According to a recent CHCF report, “The uninsured rate among Latinx Californians remains almost three times as high as that of their White counterparts (10.5% compared to 3.8%). And noncitizen adults are uninsured at more than three times the rate of their citizen counterparts (18.4% compared to 5.6%).”
Newson’s proposal is “the fulfillment of a long progressive fight to cement the state’s place at the vanguard of immigrant rights,” Tal Kopan and Dustin Gardiner wrote in the San Francisco Chronicle.
Widespread Support for Changing Eligibility Status
A poll conducted by the Public Policy Institute of California (PPIC) in March 2021 found that most Californians (66%) supported health care coverage for undocumented immigrants. Support has increased since 2015, when a PPIC poll showed that 54% of Californians supported removing barriers to Medi-Cal based on immigration status, Soumya Karlamangla reported in the New York Times.
Inequities in rates of COVID-19 infection and deaths from the illness highlight in stark relief the necessity of removing immigration status as a barrier to Medi-Cal eligibility, said Anthony Wright of Health Access California, a leading advocacy group for expanded coverage.
Wright said the pandemic showed why Medi-Cal is crucial for low-income Californians. “Our health is connected to our neighbors, to our community, including the people who deliver our food, the people who drive the bus, the people who make the society function,” Wright told Karlamangla. “I think it changed hearts and minds.”
Latinx people have accounted for “more than 50% of infections and 45% of COVID-related deaths in California, where they make up less than 39% of the population, according to the state Department of Public Health,” Kopan and Gardiner reported.
Sarah Dar, director of health and public benefits policy at the California Immigrant Policy Center, told Gutierrez that the pandemic “has brought clarity to the fact that if only some of us have access to health care, that doesn’t work.
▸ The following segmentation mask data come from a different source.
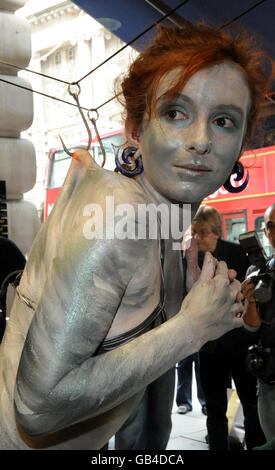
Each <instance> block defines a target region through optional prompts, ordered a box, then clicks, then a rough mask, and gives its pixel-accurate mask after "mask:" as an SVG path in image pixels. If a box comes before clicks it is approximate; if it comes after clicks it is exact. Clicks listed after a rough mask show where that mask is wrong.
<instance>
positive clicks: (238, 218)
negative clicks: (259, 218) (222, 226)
mask: <svg viewBox="0 0 275 470" xmlns="http://www.w3.org/2000/svg"><path fill="white" fill-rule="evenodd" d="M222 222H223V231H224V235H225V237H224V238H225V240H228V241H231V242H234V243H239V235H240V234H241V233H245V232H246V231H247V222H246V213H245V211H244V212H241V213H235V214H232V213H231V214H222Z"/></svg>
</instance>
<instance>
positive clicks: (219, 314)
mask: <svg viewBox="0 0 275 470" xmlns="http://www.w3.org/2000/svg"><path fill="white" fill-rule="evenodd" d="M235 276H236V272H235V271H233V270H228V268H227V265H226V263H225V262H224V261H217V260H216V259H215V258H214V257H213V256H212V255H211V253H209V252H207V253H206V254H205V257H204V263H203V267H202V271H201V274H200V276H199V279H198V280H197V282H196V283H195V284H194V286H193V287H192V289H191V290H190V292H189V293H188V295H187V296H186V297H185V299H184V301H183V303H182V309H181V311H182V313H183V314H184V315H188V319H189V320H190V323H191V324H192V326H193V328H194V329H195V331H196V335H197V336H198V340H199V341H200V340H201V341H202V344H204V343H205V342H207V341H210V340H214V339H217V338H219V337H220V336H223V335H224V334H225V333H227V332H228V331H230V330H232V329H234V328H238V327H240V326H242V325H243V322H242V319H241V318H238V317H239V316H240V314H241V313H242V311H243V305H242V303H241V300H242V299H243V295H242V294H241V284H240V282H239V281H237V280H236V279H235Z"/></svg>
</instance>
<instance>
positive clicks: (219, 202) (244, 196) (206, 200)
mask: <svg viewBox="0 0 275 470" xmlns="http://www.w3.org/2000/svg"><path fill="white" fill-rule="evenodd" d="M101 139H102V142H103V145H104V147H105V151H106V164H105V166H104V168H107V169H109V170H114V168H115V158H114V148H113V145H114V146H120V145H122V144H123V141H124V129H119V130H117V131H115V132H114V131H113V132H109V133H108V134H104V135H102V137H101ZM85 143H86V142H85V141H83V142H80V143H78V144H77V145H75V146H73V147H71V150H72V151H73V150H74V149H76V148H79V147H80V146H81V145H82V146H85ZM91 151H92V153H93V156H94V158H95V160H96V161H97V163H99V164H100V163H101V161H102V153H101V148H100V145H99V143H98V141H97V139H94V141H93V143H92V146H91ZM70 161H71V159H70V157H69V155H67V154H66V153H65V152H64V150H63V148H62V147H59V148H55V149H51V150H50V152H49V159H48V165H47V174H46V200H45V208H44V220H46V219H47V217H48V215H49V213H50V211H51V209H52V207H53V205H54V203H55V201H56V199H57V196H58V194H59V191H60V188H61V186H62V184H63V182H64V179H65V176H66V174H67V171H68V168H69V165H70ZM241 162H242V163H243V166H244V167H245V172H246V171H247V170H248V171H249V183H248V186H247V188H246V189H245V190H244V191H242V192H241V193H228V191H226V190H225V188H224V187H223V186H222V187H221V188H219V189H218V190H217V191H216V192H215V193H213V194H211V195H210V196H208V197H206V198H205V199H204V201H203V204H207V205H209V206H214V207H215V208H216V209H217V210H218V211H219V213H220V214H221V217H222V223H223V238H224V239H225V240H231V241H234V242H237V243H238V241H239V235H240V234H241V233H244V232H247V231H252V230H255V231H257V233H258V235H259V238H260V240H261V242H262V245H263V247H264V249H265V250H266V252H267V254H268V255H269V254H270V250H271V248H270V246H269V244H268V240H267V238H266V237H265V235H264V232H263V226H264V212H265V210H266V208H267V207H268V206H269V205H270V204H273V203H274V202H275V179H274V175H275V145H271V146H266V147H262V148H254V149H252V150H249V151H247V152H245V153H244V154H243V155H242V157H241ZM232 184H233V185H234V184H235V185H239V184H241V182H234V180H233V179H232Z"/></svg>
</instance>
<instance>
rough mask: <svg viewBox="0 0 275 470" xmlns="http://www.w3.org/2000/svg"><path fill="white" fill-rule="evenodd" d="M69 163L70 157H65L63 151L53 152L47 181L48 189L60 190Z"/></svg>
mask: <svg viewBox="0 0 275 470" xmlns="http://www.w3.org/2000/svg"><path fill="white" fill-rule="evenodd" d="M70 163H71V157H70V156H69V155H67V153H66V152H64V150H58V151H56V152H55V154H54V156H53V158H52V165H51V173H50V181H49V188H50V189H54V188H60V187H61V186H62V185H63V183H64V180H65V178H66V175H67V172H68V169H69V166H70Z"/></svg>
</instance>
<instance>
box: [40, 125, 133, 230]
mask: <svg viewBox="0 0 275 470" xmlns="http://www.w3.org/2000/svg"><path fill="white" fill-rule="evenodd" d="M100 138H101V141H102V143H103V145H104V149H105V153H106V162H105V165H104V168H106V169H107V170H114V169H115V157H114V152H115V148H116V147H117V146H120V145H122V144H123V142H124V129H118V130H116V131H112V132H108V133H106V134H103V135H102V136H100ZM86 144H87V141H84V140H83V141H81V142H78V143H77V144H75V145H72V146H71V147H70V148H69V150H70V151H71V152H73V151H74V150H77V149H79V148H84V147H85V146H86ZM89 152H90V153H91V154H92V155H93V157H94V159H95V161H96V162H97V163H98V164H99V165H100V164H101V163H102V158H103V156H102V150H101V147H100V145H99V142H98V139H97V137H95V138H94V139H93V141H92V144H91V148H90V150H89ZM70 163H71V157H70V156H69V155H68V154H67V153H66V152H64V150H63V147H58V148H52V149H50V151H49V153H48V162H47V167H46V177H45V189H46V196H45V203H44V217H43V219H44V221H45V220H46V219H47V218H48V216H49V214H50V212H51V210H52V208H53V205H54V203H55V201H56V199H57V196H58V194H59V191H60V189H61V187H62V185H63V183H64V180H65V177H66V174H67V171H68V169H69V166H70Z"/></svg>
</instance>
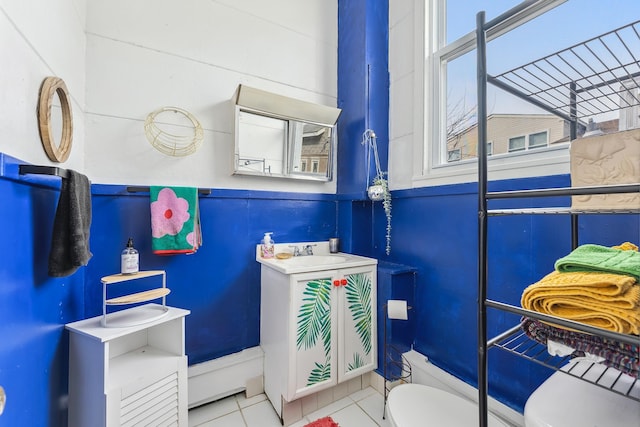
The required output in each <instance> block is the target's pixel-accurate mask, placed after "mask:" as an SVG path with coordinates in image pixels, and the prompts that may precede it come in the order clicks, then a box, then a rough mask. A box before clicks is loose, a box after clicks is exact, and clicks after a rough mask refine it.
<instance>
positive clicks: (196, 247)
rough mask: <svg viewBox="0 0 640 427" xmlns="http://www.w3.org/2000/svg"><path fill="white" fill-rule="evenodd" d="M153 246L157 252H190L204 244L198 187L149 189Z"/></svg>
mask: <svg viewBox="0 0 640 427" xmlns="http://www.w3.org/2000/svg"><path fill="white" fill-rule="evenodd" d="M150 196H151V234H152V237H153V239H152V242H151V248H152V250H153V253H155V254H158V255H175V254H190V253H194V252H195V251H197V250H198V248H199V247H200V245H201V244H202V234H201V231H200V212H199V209H198V189H197V188H191V187H156V186H152V187H151V188H150Z"/></svg>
We are all healthier when we all have access to health care.”
Will Other States Follow California?
California has long thought of itself as a national trendsetter in politics and policy, and Newsom’s proposal is the latest example of that, as Dan Walters recently observed in CalMatters. Yet advocates disagree on what this move could mean for immigrants in other parts of the US.
“We are positioned with this budget to be able to deliver on what we’ve been promoting: universal health care for all,” Newsom said at a news briefing outlining his budget proposals. “I’m proud to be here — I hope we see this replicated across the country.”
The proposed policy is an outlier compared to immigration policies in most other states. New York has also moved to extend insurance to undocumented people, but “the rest of the country is not California. And I say that as a Californian,” Ali Noorani, president of the National Immigration Forum, a centrist immigration advocacy group, told the San Francisco Chronicle.
Angelica Salas, executive director of Coalition for Humane Immigrant Rights of Los Angeles, a pro-immigrant-rights advocacy group based in Los Angeles, is more optimistic than Noorani. She told Kopan and Gardiner that Newsom’s decision to remove eligibility restrictions despite a potential political backlash is a model for other states inclined to do the same.
Costs of Expanded Coverage
Coverage would begin January 1, 2024, and would cost the state an ongoing $2.3 billion annually, Nadia Lopez reported in the Sacramento Bee.
The cost of removing immigration status as a barrier to Medi-Cal eligibility falls entirely on California because federal law prohibits spending federal Medicaid dollars to cover Americans who are undocumented.
California’s revenues far exceeded expectations and Newsom’s administration projects a $21 billion discretionary surplus for 2022–23. The proposed budget, at $213 billion (PDF), will be directed toward several Newsom priorities, including better access to health insurance for undocumented people.